A hospital that controls more of a market has greater pricing power because insurers and employers have no choice but to include them in their networks.

Being the only option for care means they can extort higher reimbursement rates from businesses and insurers. Those higher rates are then passed on to workers and their families in the form of higher health insurance premiums.

In monopoly hospital markets, prices are 12 percent higher than when there are four or more competing hospitals. This results in an average premium increase of over $1,000 per year for families and over $370 per year for individuals enrolled in employer health plans.

From 2002 to 2023, US health systems announced more than 1,000 mergers and acquisitions.

By some estimates, 80 percent of hospital markets in the US are non-competitive.

North Carolina is no exception as our state has seen numerous mergers and consolidations over the past decade.

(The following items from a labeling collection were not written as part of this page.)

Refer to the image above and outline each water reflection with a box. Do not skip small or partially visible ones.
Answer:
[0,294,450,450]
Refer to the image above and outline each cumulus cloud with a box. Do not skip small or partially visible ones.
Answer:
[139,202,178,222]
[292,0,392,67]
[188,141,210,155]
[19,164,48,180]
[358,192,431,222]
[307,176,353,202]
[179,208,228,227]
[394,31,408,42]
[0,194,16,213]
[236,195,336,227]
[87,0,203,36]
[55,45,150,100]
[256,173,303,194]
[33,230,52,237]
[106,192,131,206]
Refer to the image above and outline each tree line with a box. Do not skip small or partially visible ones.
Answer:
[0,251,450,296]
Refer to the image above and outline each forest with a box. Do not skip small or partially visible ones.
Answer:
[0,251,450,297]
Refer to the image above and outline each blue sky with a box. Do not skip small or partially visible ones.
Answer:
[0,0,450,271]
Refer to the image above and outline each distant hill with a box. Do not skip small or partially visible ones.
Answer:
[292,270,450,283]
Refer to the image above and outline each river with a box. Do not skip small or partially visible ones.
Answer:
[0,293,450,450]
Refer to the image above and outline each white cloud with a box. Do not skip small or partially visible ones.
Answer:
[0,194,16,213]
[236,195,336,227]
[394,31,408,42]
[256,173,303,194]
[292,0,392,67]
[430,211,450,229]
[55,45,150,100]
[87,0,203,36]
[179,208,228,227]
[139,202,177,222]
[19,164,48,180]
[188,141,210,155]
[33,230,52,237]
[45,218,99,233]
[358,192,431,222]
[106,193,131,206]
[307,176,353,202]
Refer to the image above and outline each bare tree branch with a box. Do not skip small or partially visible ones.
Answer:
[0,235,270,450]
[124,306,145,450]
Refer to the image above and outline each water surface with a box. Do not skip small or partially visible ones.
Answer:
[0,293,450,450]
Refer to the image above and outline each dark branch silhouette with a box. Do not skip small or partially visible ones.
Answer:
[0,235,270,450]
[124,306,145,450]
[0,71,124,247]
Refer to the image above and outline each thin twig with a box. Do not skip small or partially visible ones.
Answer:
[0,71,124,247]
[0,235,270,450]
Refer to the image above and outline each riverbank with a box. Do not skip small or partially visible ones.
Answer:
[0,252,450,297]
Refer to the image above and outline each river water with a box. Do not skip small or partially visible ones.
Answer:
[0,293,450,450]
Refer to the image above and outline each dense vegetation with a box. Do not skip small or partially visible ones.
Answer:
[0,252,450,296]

The problem extends beyond hospitals acquiring other hospitals. Big hospital systems are targeting independent physician practices too.

Today, nearly half of all American doctors are now employed by hospitals and health systems.

Costs are driven upwards as doctors become employed by health systems. It leads them to refer patients for more tests and more intense treatments, which increases revenue for their employer.  

Higher costs are not the only downside of anti-competitive healthcare markets.

Quality of care and patient experience also suffer.

The Affordable Healthcare Coalition of North Carolina is committed to lower costs and improving quality of care for businesses, workers, and their families. That means working to ensure a competitive marketplace of healthcare providers.